KA: Online, we leverage AI. AI has access to certain platforms, social media, online forums, blogs. There are social listening tools that historically have been developed to help organizations understand what their customers' needs are. They scrape the web and gather mentions for you. You need to train the model to listen specifically for what you need it to listen to, and for us, that was a learning curve. It took some time to gain the expertise, [and] to customize the tools to meet our needs, because they were not originally developed for public health.
In offline spaces, we leverage people that community members know and trust. Sometimes they're healthcare workers, sometimes they're media practitioners, sometimes they’re religious leaders, traditional rulers, [or] persons with disabilities, for example. We gather that information, analyze it, tease out insights, look at what the data is telling us, and take the information back to communities, to these mobilizers themselves, and to their governments. And we convene meetings and dialogues between community members and governments so they can voice their needs and be heard.

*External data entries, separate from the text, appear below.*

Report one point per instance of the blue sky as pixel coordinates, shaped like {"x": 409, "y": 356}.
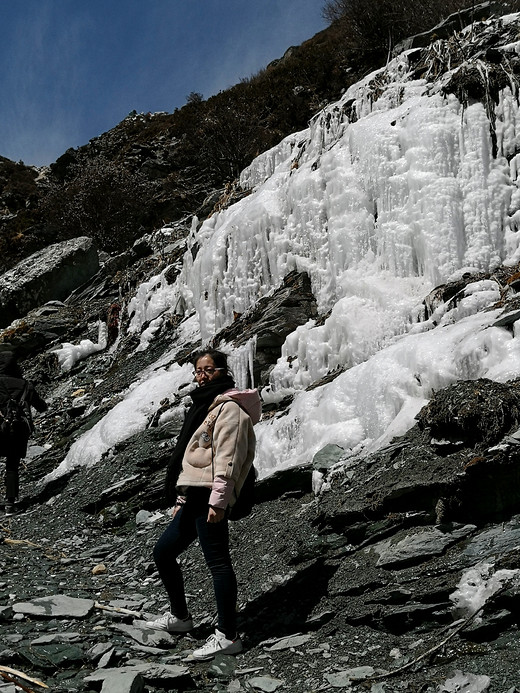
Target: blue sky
{"x": 72, "y": 70}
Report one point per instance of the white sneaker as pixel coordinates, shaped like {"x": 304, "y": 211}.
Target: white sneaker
{"x": 218, "y": 644}
{"x": 171, "y": 623}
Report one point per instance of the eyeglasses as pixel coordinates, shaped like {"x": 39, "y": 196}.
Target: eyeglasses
{"x": 207, "y": 371}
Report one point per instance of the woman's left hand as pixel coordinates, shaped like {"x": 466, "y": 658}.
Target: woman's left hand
{"x": 216, "y": 514}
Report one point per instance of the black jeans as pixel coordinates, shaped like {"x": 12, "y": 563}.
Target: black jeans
{"x": 12, "y": 478}
{"x": 189, "y": 523}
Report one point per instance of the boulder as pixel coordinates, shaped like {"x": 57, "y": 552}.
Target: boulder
{"x": 49, "y": 274}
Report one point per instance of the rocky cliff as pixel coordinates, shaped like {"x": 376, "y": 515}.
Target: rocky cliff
{"x": 381, "y": 326}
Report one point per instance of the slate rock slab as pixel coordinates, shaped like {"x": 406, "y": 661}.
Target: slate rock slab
{"x": 56, "y": 606}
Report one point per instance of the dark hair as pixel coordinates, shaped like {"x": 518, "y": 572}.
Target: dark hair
{"x": 219, "y": 358}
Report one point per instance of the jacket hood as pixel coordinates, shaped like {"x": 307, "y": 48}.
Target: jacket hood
{"x": 248, "y": 400}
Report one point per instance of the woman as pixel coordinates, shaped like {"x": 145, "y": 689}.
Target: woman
{"x": 214, "y": 452}
{"x": 15, "y": 389}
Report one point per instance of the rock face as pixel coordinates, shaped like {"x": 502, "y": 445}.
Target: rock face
{"x": 50, "y": 274}
{"x": 389, "y": 572}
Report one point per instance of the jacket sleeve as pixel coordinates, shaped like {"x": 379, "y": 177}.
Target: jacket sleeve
{"x": 230, "y": 441}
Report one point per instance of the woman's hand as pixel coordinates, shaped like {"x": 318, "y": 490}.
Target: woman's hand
{"x": 215, "y": 514}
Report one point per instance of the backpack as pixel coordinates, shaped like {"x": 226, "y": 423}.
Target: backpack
{"x": 246, "y": 500}
{"x": 13, "y": 417}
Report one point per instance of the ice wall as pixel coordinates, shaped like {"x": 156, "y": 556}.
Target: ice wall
{"x": 387, "y": 194}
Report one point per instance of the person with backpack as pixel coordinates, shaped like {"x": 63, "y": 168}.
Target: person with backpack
{"x": 211, "y": 460}
{"x": 17, "y": 396}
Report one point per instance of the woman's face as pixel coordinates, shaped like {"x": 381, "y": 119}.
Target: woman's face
{"x": 206, "y": 371}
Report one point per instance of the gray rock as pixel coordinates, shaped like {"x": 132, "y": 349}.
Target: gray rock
{"x": 416, "y": 547}
{"x": 161, "y": 674}
{"x": 286, "y": 643}
{"x": 49, "y": 274}
{"x": 265, "y": 683}
{"x": 327, "y": 457}
{"x": 146, "y": 636}
{"x": 55, "y": 606}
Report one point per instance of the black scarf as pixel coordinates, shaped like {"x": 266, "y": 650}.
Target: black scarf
{"x": 202, "y": 398}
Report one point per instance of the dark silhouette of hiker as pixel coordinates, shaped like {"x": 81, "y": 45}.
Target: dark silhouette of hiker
{"x": 13, "y": 445}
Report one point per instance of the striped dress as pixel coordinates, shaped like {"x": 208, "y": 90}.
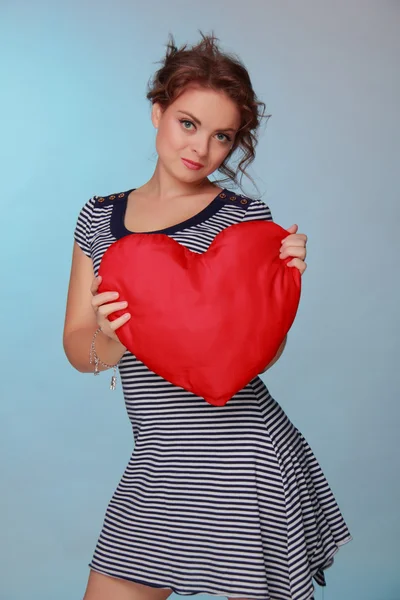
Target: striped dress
{"x": 228, "y": 500}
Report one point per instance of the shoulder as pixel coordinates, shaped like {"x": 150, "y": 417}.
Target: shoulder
{"x": 110, "y": 200}
{"x": 251, "y": 208}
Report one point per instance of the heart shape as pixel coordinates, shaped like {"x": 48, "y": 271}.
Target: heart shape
{"x": 207, "y": 322}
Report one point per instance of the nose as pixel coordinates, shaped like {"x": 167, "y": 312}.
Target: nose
{"x": 200, "y": 146}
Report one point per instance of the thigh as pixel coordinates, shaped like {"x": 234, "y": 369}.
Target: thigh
{"x": 105, "y": 587}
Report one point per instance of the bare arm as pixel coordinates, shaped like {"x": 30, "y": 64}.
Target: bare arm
{"x": 277, "y": 356}
{"x": 80, "y": 319}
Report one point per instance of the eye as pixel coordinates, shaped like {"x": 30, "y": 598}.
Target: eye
{"x": 227, "y": 139}
{"x": 185, "y": 121}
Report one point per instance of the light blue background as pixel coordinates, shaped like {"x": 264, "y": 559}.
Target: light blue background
{"x": 75, "y": 122}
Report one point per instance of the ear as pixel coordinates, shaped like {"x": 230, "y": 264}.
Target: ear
{"x": 156, "y": 114}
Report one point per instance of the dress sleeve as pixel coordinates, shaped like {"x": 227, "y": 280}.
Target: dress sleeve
{"x": 257, "y": 211}
{"x": 83, "y": 228}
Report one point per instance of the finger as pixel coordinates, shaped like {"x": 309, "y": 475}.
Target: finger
{"x": 95, "y": 284}
{"x": 120, "y": 321}
{"x": 294, "y": 251}
{"x": 298, "y": 264}
{"x": 296, "y": 238}
{"x": 106, "y": 309}
{"x": 104, "y": 297}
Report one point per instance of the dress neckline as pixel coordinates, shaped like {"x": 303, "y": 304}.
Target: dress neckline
{"x": 119, "y": 230}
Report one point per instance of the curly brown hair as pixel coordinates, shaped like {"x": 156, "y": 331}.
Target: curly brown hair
{"x": 205, "y": 64}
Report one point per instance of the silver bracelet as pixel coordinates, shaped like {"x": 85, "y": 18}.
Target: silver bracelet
{"x": 93, "y": 358}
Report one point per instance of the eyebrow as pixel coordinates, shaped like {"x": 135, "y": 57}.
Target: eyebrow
{"x": 199, "y": 123}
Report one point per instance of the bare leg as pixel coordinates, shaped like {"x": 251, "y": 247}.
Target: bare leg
{"x": 104, "y": 587}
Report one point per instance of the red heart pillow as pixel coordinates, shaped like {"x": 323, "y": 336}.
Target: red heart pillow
{"x": 209, "y": 322}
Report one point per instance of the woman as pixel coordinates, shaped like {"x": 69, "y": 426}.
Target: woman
{"x": 229, "y": 500}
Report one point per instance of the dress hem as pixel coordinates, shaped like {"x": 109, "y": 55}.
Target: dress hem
{"x": 180, "y": 592}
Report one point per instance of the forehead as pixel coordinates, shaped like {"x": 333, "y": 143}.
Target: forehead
{"x": 208, "y": 104}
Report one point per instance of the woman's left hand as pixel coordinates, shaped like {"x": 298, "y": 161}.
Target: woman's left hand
{"x": 295, "y": 245}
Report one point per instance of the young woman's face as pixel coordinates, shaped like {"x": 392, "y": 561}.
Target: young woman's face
{"x": 200, "y": 126}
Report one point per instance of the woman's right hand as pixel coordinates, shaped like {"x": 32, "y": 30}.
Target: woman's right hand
{"x": 103, "y": 306}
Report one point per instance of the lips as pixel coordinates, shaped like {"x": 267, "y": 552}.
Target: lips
{"x": 192, "y": 163}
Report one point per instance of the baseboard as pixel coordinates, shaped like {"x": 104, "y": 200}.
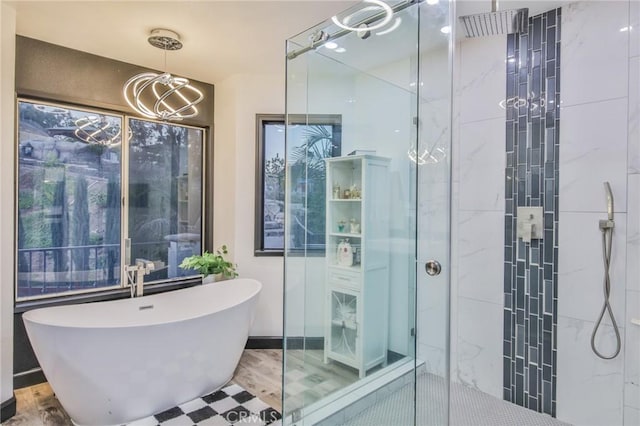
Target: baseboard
{"x": 275, "y": 342}
{"x": 29, "y": 378}
{"x": 8, "y": 409}
{"x": 267, "y": 342}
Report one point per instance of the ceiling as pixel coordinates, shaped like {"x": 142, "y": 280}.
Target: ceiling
{"x": 221, "y": 38}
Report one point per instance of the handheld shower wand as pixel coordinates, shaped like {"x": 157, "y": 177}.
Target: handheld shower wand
{"x": 606, "y": 227}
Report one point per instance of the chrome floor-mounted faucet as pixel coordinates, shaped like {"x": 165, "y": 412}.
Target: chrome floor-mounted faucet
{"x": 135, "y": 276}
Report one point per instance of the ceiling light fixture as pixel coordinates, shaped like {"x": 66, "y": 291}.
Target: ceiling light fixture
{"x": 393, "y": 27}
{"x": 382, "y": 5}
{"x": 96, "y": 130}
{"x": 162, "y": 95}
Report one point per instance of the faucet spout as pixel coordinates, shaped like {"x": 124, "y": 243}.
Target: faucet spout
{"x": 135, "y": 275}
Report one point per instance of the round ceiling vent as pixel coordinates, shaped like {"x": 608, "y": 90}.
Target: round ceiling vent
{"x": 165, "y": 39}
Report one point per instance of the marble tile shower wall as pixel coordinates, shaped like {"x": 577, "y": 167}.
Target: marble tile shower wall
{"x": 531, "y": 180}
{"x": 600, "y": 94}
{"x": 599, "y": 143}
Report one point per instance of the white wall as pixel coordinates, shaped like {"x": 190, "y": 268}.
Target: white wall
{"x": 238, "y": 99}
{"x": 595, "y": 120}
{"x": 7, "y": 259}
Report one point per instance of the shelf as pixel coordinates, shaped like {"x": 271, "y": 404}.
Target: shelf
{"x": 348, "y": 324}
{"x": 345, "y": 235}
{"x": 355, "y": 268}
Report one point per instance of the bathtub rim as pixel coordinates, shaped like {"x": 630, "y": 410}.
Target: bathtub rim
{"x": 26, "y": 316}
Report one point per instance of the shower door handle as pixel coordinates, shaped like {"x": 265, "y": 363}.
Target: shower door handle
{"x": 433, "y": 268}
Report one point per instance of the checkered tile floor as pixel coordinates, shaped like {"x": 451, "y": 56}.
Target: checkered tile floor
{"x": 229, "y": 406}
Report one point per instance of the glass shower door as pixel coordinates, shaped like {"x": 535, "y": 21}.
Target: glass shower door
{"x": 356, "y": 202}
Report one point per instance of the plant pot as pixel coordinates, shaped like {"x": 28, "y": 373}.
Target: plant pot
{"x": 212, "y": 278}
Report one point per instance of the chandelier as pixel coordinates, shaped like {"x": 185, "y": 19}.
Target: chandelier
{"x": 161, "y": 95}
{"x": 96, "y": 130}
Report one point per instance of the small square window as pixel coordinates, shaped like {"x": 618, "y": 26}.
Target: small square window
{"x": 311, "y": 139}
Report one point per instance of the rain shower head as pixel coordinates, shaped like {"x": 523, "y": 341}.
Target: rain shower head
{"x": 495, "y": 22}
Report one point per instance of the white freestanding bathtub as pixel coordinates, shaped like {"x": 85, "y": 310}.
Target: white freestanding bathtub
{"x": 113, "y": 362}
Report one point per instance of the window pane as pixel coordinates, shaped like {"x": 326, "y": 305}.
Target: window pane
{"x": 68, "y": 200}
{"x": 311, "y": 144}
{"x": 273, "y": 191}
{"x": 165, "y": 196}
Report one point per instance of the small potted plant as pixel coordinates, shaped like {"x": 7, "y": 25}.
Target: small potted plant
{"x": 211, "y": 265}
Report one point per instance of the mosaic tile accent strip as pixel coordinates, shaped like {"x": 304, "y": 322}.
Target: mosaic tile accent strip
{"x": 531, "y": 269}
{"x": 228, "y": 406}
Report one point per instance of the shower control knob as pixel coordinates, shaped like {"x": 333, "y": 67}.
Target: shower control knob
{"x": 433, "y": 267}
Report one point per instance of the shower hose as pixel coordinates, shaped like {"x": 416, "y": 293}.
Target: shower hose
{"x": 607, "y": 239}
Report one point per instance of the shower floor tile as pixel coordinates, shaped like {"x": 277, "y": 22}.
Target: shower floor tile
{"x": 469, "y": 407}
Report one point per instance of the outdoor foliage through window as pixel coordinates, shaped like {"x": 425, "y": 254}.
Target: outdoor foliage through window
{"x": 309, "y": 144}
{"x": 69, "y": 230}
{"x": 68, "y": 199}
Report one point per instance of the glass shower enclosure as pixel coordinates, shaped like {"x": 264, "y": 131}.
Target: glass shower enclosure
{"x": 367, "y": 216}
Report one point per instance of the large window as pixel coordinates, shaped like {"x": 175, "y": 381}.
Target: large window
{"x": 165, "y": 196}
{"x": 314, "y": 138}
{"x": 70, "y": 217}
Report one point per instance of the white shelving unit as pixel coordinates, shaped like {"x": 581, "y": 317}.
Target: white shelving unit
{"x": 357, "y": 292}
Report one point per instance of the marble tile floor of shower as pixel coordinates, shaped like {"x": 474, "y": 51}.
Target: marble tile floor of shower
{"x": 259, "y": 372}
{"x": 308, "y": 379}
{"x": 469, "y": 407}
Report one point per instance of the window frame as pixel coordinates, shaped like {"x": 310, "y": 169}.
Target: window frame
{"x": 124, "y": 196}
{"x": 335, "y": 120}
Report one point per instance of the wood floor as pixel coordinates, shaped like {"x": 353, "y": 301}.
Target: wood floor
{"x": 259, "y": 372}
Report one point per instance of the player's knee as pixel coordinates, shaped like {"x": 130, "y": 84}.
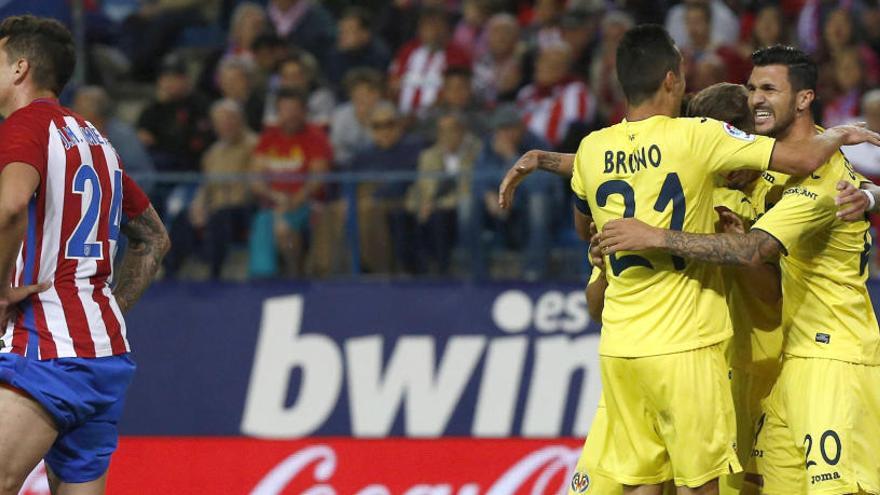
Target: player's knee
{"x": 10, "y": 483}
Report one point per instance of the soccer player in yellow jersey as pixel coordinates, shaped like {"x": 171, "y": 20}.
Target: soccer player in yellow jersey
{"x": 753, "y": 353}
{"x": 668, "y": 402}
{"x": 820, "y": 431}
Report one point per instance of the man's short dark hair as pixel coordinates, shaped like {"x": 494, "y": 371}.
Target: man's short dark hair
{"x": 645, "y": 54}
{"x": 366, "y": 76}
{"x": 286, "y": 93}
{"x": 702, "y": 7}
{"x": 360, "y": 14}
{"x": 802, "y": 70}
{"x": 724, "y": 101}
{"x": 458, "y": 71}
{"x": 47, "y": 46}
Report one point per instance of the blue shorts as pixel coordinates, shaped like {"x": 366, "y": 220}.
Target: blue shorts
{"x": 85, "y": 398}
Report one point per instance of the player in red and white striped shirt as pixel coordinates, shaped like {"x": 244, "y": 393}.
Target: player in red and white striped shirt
{"x": 555, "y": 100}
{"x": 64, "y": 195}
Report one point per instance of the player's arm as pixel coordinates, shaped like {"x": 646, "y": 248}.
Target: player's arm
{"x": 803, "y": 157}
{"x": 764, "y": 279}
{"x": 854, "y": 201}
{"x": 18, "y": 183}
{"x": 561, "y": 164}
{"x": 751, "y": 249}
{"x": 595, "y": 291}
{"x": 147, "y": 244}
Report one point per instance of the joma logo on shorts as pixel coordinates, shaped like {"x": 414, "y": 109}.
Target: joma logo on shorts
{"x": 818, "y": 478}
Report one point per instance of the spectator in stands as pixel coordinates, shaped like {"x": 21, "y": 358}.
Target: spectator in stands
{"x": 300, "y": 72}
{"x": 304, "y": 24}
{"x": 220, "y": 212}
{"x": 356, "y": 46}
{"x": 544, "y": 28}
{"x": 843, "y": 107}
{"x": 383, "y": 221}
{"x": 470, "y": 32}
{"x": 866, "y": 158}
{"x": 498, "y": 73}
{"x": 603, "y": 73}
{"x": 769, "y": 29}
{"x": 714, "y": 61}
{"x": 456, "y": 95}
{"x": 269, "y": 50}
{"x": 175, "y": 127}
{"x": 152, "y": 32}
{"x": 416, "y": 73}
{"x": 93, "y": 103}
{"x": 526, "y": 226}
{"x": 247, "y": 23}
{"x": 724, "y": 28}
{"x": 579, "y": 30}
{"x": 839, "y": 37}
{"x": 433, "y": 200}
{"x": 870, "y": 25}
{"x": 556, "y": 99}
{"x": 285, "y": 151}
{"x": 235, "y": 80}
{"x": 350, "y": 125}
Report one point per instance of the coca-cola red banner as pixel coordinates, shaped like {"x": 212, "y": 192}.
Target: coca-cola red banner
{"x": 325, "y": 466}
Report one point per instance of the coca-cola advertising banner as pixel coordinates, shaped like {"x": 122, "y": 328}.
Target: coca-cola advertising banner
{"x": 343, "y": 466}
{"x": 363, "y": 360}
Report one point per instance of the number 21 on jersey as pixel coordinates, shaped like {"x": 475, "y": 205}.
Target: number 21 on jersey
{"x": 670, "y": 192}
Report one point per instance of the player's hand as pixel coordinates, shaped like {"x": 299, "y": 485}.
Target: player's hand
{"x": 629, "y": 234}
{"x": 731, "y": 223}
{"x": 851, "y": 201}
{"x": 526, "y": 164}
{"x": 13, "y": 296}
{"x": 856, "y": 134}
{"x": 596, "y": 258}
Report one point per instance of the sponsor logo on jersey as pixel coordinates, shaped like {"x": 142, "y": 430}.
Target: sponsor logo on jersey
{"x": 737, "y": 133}
{"x": 580, "y": 482}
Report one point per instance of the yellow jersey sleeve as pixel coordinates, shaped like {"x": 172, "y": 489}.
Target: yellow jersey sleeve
{"x": 800, "y": 213}
{"x": 724, "y": 148}
{"x": 577, "y": 183}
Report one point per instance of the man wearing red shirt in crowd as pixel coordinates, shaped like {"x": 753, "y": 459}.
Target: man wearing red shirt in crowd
{"x": 284, "y": 152}
{"x": 416, "y": 74}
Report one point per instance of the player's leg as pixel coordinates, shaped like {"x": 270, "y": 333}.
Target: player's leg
{"x": 585, "y": 479}
{"x": 26, "y": 433}
{"x": 634, "y": 454}
{"x": 643, "y": 490}
{"x": 710, "y": 488}
{"x": 58, "y": 487}
{"x": 691, "y": 394}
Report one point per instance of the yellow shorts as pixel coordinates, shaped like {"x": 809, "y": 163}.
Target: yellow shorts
{"x": 820, "y": 431}
{"x": 585, "y": 479}
{"x": 669, "y": 417}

Most of the time, what you're hearing is knowledge gaps: people genuinely don't understand some things - concerns they have about vaccines, questions they have around access - are really easy things to address. We use our platforms, and we support people in our network to use their platforms, to put out the right information, [and] to inform community engagement activities. The action could be for an ongoing public health campaign. Sometimes we listen around new vaccine introductions, we listen around outbreaks, and we support the government with that information so they can use it to tailor their interventions and how they push out messaging.